So far the state hasn't issued anyone a check, but Zidek said that's expected to happen soon.

Another program Alaskans can apply for with the state is temporary housing grants. Zidek said that program is for people who can no longer live in their homes because of earthquake damage.

"If their home is uninhabitable, homeowners can receive up to 18 months of rental assistance while renters can receive up to three months of rental assistance," he said.

But the big question on many people's minds is whether Alaskans will be able to get money from the federal government. Gov. Mike Dunleavy requested a federal disaster declaration from President Trump on Dec. 3.

If funding from the Federal Emergency Management Agency is approved, Alaskans could be eligible for up to $34,900 in assistance. Zidek said the state is hopeful it will hear something soon.

But some people, like Cheree Burgan, may not be fully reimbursed for their damages even if they receive maximum state and federal assistance funds.

Burgan's Jewel Lake home sank 10 inches after the earthquake. The shaking left cracks in her ceilings and walls, some of which are stuffed with sheets to keep out the cold. Burgan and her family are still living in their house.

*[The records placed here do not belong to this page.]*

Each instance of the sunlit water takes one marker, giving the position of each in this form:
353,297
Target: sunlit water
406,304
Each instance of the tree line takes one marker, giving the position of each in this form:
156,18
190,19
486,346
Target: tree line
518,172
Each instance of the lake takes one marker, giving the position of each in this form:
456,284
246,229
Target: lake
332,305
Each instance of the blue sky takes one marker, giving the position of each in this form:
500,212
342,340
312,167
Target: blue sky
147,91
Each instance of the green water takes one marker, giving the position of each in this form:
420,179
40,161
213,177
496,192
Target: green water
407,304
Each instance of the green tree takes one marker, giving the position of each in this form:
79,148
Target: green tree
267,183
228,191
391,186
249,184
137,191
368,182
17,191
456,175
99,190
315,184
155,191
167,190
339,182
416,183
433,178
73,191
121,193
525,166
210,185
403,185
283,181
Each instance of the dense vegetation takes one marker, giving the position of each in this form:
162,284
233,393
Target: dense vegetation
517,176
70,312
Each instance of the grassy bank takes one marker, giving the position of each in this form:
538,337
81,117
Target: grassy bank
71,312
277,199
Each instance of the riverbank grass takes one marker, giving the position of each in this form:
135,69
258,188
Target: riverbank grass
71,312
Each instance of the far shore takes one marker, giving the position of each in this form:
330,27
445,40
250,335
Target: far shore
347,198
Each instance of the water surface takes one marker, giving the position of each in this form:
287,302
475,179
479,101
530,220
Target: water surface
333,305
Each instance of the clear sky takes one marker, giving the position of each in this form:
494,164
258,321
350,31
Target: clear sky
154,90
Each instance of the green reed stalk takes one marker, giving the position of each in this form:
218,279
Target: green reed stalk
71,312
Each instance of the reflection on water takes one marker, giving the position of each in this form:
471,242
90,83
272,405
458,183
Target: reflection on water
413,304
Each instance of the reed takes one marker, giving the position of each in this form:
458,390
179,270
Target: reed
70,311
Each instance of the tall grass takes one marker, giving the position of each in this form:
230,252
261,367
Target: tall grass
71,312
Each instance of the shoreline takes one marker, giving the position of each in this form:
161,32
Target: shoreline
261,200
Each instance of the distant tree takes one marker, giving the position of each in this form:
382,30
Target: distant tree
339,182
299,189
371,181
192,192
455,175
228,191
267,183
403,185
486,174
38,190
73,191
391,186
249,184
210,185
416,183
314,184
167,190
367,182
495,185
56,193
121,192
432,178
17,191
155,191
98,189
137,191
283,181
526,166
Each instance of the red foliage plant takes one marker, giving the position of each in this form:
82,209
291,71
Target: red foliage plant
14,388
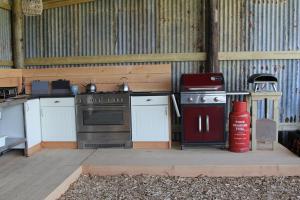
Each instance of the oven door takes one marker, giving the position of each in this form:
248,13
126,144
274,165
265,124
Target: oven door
103,118
204,124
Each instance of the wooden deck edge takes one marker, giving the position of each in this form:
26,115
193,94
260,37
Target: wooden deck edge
59,145
194,171
63,187
34,149
151,145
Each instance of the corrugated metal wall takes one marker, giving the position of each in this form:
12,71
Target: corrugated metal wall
263,25
5,36
116,27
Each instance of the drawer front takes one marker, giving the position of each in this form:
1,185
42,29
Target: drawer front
149,100
57,102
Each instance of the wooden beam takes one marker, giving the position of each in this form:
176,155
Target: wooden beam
213,37
47,4
129,58
18,25
5,4
169,57
6,63
263,55
289,126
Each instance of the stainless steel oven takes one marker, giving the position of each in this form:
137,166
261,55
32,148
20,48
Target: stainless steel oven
103,120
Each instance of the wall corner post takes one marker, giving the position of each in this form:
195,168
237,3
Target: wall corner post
17,29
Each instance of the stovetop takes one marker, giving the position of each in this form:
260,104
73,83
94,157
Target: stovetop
103,98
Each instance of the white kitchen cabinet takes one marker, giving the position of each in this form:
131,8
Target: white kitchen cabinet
150,119
32,122
58,120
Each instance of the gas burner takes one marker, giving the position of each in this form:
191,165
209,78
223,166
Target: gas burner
203,103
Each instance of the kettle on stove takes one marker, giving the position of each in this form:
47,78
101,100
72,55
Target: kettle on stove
90,88
124,87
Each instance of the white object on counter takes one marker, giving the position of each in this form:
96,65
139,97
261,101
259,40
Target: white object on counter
2,140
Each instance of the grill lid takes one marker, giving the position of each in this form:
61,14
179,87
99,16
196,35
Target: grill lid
202,82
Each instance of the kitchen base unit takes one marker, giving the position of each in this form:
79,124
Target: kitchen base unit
151,122
58,121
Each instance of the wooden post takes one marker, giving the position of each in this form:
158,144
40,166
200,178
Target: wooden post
212,37
18,23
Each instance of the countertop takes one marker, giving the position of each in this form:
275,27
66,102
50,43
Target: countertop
166,93
50,96
12,102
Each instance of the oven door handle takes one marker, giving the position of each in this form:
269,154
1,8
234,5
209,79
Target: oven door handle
175,105
200,124
207,123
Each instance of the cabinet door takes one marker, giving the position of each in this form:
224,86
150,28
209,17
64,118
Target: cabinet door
32,122
58,124
150,123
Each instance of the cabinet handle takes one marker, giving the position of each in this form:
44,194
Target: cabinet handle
207,123
200,124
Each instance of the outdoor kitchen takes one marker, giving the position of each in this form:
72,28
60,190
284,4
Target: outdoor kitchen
149,99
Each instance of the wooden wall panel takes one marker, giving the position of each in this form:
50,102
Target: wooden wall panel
139,77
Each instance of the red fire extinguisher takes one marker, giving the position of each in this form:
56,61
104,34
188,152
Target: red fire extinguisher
239,127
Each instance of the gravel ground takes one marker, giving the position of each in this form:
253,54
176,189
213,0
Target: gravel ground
160,187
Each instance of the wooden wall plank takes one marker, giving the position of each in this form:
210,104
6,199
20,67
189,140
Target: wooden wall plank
47,4
168,57
139,77
5,4
129,58
6,63
11,78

"There's a fear factor here," Burgan said. "Who knows when there is going to be another earthquake?"

Repair bills for Burgan's home, including raising her residence, will likely be tens of thousands of dollars more than any aid she receives.

"We haven't figured out the money part yet," she said.

Zidek says it's possible her family may qualify for a low interest loan through the Small Business Administration, provided a federal disaster is declared.

Editor's note: The number of Alaskans who have applied for state earthquake assistance is 8,700, not 87,000 as reported in an initial version of this story.